NParks is also progressively replacing storm-vulnerable tree species with hardier variants and using technology to analyse risks and improve inspection processes.
It also offers training for NParks staff as well as tree care professionals in the private sector and other public agencies that manage trees.
Training is conducted by international and local arboriculture experts.
Mr Lee said training raises the standards of arborists here, who are also deployed under town councils and other agencies.
Staff of town councils and managing agents administering landscaping contracts can also attend training organised by NParks on plant health and other topics.
There are currently more than 620 arborists in Singapore who are accredited with the ISA. NParks also requires its tree maintenance contractors to have certified arborists in their teams, Mr Lee said.
While the number of tree failure incidents has been reduced almost nine-fold over the last two decades, from 3,100 in 2000 to 339 in 2020, Mr Lee noted that it is not possible to completely prevent tree-related incidents.
"Trees are living organisms that can be affected by pests and diseases, as well as environmental conditions. Even healthy and structurally-sound trees can fail during storm events due to exceptionally strong winds or heavy rainfall."
Ms Soh had also asked if NParks would consider measures like tree restraints and ensuring trees are placed in a way that would ensure they fall away from human traffic in the event of tree failure.

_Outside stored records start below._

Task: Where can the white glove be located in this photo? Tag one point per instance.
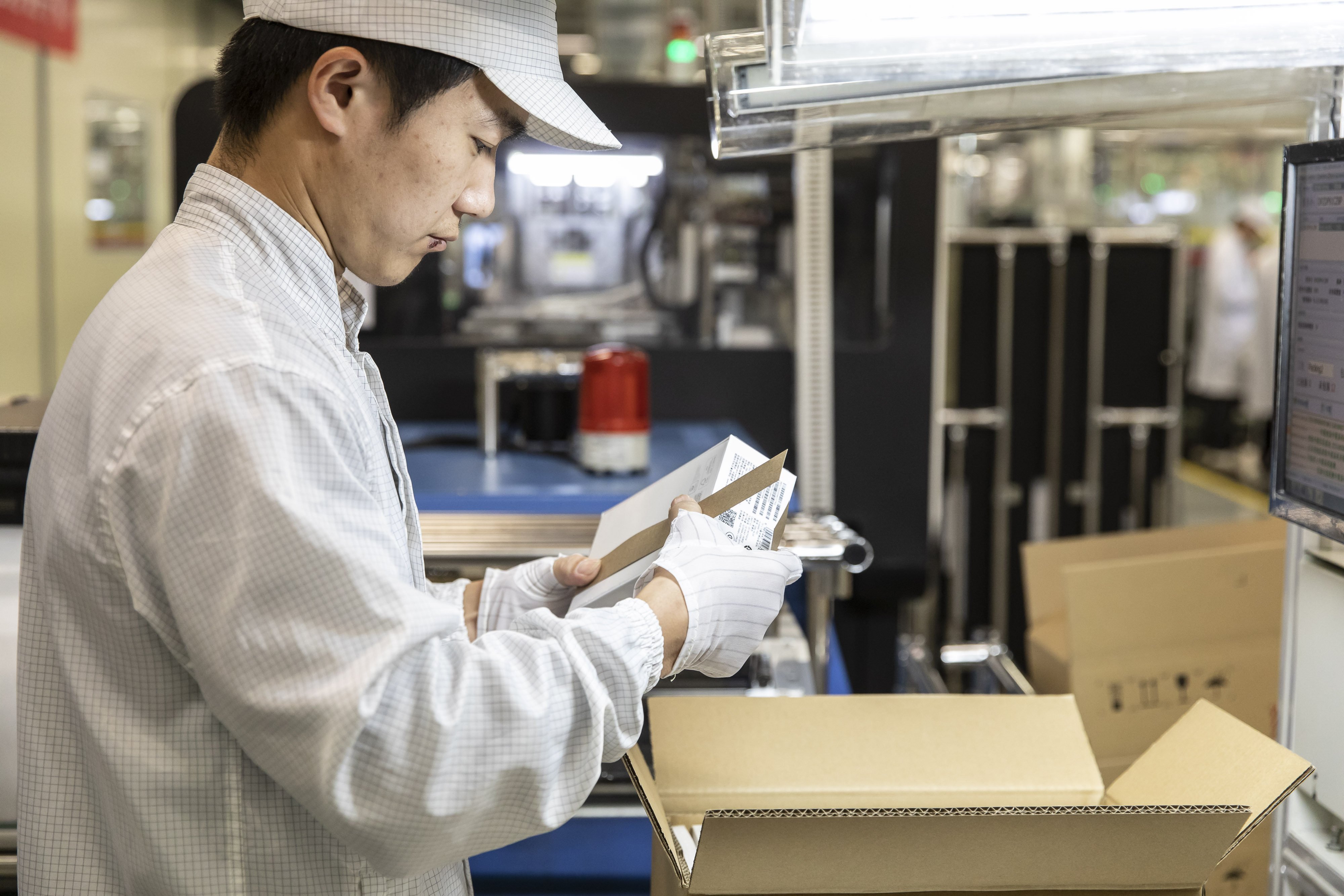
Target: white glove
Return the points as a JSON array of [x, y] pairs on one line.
[[732, 593], [507, 594]]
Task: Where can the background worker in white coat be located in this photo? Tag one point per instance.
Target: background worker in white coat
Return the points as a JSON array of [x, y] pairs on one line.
[[1226, 322], [233, 674]]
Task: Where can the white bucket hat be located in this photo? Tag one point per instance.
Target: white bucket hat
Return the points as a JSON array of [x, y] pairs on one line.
[[513, 42]]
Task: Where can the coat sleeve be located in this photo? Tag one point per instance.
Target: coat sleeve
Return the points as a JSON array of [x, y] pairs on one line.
[[253, 543]]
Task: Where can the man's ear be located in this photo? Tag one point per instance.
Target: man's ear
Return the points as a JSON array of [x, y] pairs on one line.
[[339, 84]]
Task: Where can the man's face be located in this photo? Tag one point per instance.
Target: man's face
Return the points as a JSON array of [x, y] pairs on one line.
[[393, 195]]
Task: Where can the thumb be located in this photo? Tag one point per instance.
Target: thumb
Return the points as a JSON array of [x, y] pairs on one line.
[[576, 570]]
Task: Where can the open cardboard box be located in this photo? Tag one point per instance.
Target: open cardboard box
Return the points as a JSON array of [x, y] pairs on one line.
[[948, 793]]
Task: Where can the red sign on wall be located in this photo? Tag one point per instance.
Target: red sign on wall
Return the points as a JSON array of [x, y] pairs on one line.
[[50, 23]]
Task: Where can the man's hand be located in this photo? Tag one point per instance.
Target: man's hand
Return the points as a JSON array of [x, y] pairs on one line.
[[572, 571], [663, 594], [729, 594], [576, 570]]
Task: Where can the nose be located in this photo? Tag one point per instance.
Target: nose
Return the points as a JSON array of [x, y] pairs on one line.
[[478, 198]]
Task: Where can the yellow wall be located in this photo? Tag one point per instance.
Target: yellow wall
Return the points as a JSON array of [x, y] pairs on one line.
[[19, 371], [142, 50]]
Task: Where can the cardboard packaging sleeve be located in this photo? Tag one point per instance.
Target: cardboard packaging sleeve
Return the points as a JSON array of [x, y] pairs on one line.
[[943, 793], [1140, 625]]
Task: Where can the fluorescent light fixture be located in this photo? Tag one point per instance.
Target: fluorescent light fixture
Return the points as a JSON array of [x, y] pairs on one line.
[[1175, 202], [100, 210], [587, 170]]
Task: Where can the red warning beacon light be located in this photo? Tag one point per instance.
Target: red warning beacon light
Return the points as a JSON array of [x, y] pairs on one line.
[[615, 410]]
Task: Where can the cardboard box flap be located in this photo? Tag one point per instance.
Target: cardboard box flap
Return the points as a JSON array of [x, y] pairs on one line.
[[962, 850], [870, 752], [643, 780], [1210, 757], [1146, 604], [1053, 636], [1044, 562]]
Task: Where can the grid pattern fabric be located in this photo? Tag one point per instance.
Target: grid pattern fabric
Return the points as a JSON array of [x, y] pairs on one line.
[[235, 676], [511, 41]]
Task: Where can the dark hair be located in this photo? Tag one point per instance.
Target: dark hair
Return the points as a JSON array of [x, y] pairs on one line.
[[264, 59]]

Mr Lee said NParks already uses tree support systems for trees that have reached maturity or have known structural weaknesses.
He gave the example of a lychee tree sitting atop Mount Rosie in the Novena area. The tree, which is over 100 years old, is supported by a permanent galvanised steel structure built to withstand elements.
But such systems can also constrain the growth of young or semi-mature trees or restrict their swaying movements during strong winds and may inevitably weaken the tree's structure, Mr Lee noted.
"NParks will study carefully what more situations we can use it (tree support system) in, but we also have to recognise that these structures can also pose safety issues if used without a care in park settings."
Mr Yip Hon Weng (Yio Chu Kang) asked how NParks works with town councils on tree inspections.
Mr Lee noted that NParks manages about 6 million trees in Singapore, while about a million are in areas under town council management. He said there are also trees managed by private property owners and other agencies.
"In relation to trees under the town councils, NParks works closely with agencies that manage trees, town councils and land owners to advise them on tree care standards."